To predict the breakpoint location for chromosome i, we calculate the mode of the aligned coordinates of reads in the set S = {Clipped(i) ∪ Align(i)}. The subreads in S may not necessarily align to the same location (due to small indels or mutations), so we assume that the true breakpoint will be the coordinate with the most subreads aligned to it. This step is also performed on the set T = {Clipped(j) ∪ Align(j)} to predict the precise breakpoint on the chromosome j side of the variant.

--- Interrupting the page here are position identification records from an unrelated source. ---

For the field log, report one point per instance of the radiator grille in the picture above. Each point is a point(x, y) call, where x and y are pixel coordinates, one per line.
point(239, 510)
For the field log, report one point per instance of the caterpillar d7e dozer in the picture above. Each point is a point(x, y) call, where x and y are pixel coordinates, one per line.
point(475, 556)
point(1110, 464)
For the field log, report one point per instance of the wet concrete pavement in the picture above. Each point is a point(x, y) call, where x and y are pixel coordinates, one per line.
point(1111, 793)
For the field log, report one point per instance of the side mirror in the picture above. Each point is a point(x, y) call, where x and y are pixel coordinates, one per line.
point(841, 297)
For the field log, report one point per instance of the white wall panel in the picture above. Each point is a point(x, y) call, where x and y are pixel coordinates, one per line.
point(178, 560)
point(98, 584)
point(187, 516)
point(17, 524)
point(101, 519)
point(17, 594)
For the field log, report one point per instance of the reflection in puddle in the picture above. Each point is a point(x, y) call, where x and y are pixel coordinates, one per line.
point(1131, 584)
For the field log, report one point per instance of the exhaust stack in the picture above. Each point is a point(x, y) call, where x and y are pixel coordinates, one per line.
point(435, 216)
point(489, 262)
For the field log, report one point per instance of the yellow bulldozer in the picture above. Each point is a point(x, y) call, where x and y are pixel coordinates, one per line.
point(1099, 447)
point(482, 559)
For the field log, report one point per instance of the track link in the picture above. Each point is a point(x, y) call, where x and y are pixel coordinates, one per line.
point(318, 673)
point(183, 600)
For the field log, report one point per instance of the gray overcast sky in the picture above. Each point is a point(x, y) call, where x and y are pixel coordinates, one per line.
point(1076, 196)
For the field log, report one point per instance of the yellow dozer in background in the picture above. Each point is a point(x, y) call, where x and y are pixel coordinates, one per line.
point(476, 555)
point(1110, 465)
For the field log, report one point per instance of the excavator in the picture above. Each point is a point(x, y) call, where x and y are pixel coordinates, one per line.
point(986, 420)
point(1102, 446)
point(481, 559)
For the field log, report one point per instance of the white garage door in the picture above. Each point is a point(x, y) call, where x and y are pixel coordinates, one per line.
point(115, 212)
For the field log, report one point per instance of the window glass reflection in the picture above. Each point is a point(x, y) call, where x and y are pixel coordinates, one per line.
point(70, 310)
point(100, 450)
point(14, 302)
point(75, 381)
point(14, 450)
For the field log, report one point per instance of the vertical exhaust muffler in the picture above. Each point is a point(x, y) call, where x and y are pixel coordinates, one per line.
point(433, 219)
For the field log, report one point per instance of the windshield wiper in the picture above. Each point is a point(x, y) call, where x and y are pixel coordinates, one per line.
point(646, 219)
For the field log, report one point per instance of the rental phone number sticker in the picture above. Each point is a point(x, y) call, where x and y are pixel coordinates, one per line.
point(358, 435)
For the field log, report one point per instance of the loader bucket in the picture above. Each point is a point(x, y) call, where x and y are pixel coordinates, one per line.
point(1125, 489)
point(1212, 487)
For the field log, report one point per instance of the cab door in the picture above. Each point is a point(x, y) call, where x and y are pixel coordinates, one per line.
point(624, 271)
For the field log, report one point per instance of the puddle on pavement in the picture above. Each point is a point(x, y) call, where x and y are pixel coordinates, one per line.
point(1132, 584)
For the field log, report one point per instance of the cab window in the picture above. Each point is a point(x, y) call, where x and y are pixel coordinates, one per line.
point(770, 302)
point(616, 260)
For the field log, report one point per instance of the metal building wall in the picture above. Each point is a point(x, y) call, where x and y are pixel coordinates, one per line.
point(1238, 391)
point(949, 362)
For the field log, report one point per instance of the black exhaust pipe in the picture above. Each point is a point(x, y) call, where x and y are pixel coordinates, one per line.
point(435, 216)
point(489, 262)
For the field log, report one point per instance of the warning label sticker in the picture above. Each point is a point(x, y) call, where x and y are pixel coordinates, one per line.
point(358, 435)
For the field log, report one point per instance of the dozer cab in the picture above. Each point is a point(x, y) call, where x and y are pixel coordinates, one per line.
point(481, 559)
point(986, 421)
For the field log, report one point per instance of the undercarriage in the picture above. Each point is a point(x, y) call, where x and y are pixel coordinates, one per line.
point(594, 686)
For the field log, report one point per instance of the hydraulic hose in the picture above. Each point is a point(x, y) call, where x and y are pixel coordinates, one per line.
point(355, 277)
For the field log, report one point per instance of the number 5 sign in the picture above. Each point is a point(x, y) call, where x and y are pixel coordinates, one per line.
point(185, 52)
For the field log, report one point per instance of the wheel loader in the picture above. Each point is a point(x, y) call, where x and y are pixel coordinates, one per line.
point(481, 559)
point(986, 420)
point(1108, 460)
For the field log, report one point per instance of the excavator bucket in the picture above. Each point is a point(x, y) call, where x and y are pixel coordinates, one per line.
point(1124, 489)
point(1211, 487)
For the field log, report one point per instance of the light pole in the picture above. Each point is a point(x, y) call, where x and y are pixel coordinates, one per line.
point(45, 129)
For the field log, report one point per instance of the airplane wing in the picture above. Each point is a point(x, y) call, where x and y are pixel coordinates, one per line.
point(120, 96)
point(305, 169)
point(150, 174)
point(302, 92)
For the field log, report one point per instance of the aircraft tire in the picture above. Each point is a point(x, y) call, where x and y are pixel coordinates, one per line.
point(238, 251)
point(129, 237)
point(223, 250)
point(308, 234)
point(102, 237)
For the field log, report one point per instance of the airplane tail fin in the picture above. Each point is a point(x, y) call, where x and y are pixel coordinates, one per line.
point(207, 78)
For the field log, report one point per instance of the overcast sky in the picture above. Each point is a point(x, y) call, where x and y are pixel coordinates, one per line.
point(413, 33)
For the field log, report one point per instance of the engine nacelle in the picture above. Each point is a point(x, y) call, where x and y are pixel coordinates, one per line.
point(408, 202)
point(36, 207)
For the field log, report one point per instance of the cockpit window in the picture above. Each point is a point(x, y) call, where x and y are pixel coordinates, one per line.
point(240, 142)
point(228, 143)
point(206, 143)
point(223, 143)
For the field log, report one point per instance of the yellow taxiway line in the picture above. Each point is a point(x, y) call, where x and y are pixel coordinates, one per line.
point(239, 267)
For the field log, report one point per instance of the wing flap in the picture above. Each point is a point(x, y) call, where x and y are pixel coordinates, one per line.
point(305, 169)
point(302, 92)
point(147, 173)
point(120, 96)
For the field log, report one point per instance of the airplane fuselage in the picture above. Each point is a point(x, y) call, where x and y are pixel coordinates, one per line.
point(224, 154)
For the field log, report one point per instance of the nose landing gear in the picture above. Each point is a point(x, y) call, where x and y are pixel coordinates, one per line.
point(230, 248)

We use clipped alignment information from both sides of the breakpoint because it is possible that a true breakpoint will be without a sufficient number of clipped reads on either side of the boundary. By using clipped reads from each side, we increase the chances that it is accurately captured from both sides. To call a candidate variant as a predicted interchromosomal variant, there must exist at least one soft-clipped read that realigns to the window W, or at least one soft-clipped read that realigns to window X. Given the large size of the genome, the probability that even a single clipped sub-read remaps to the windows X and W is presumably small if no structural variation has occurred. A flowchart of the prediction algorithm is provided in Additional file 1, figure S1.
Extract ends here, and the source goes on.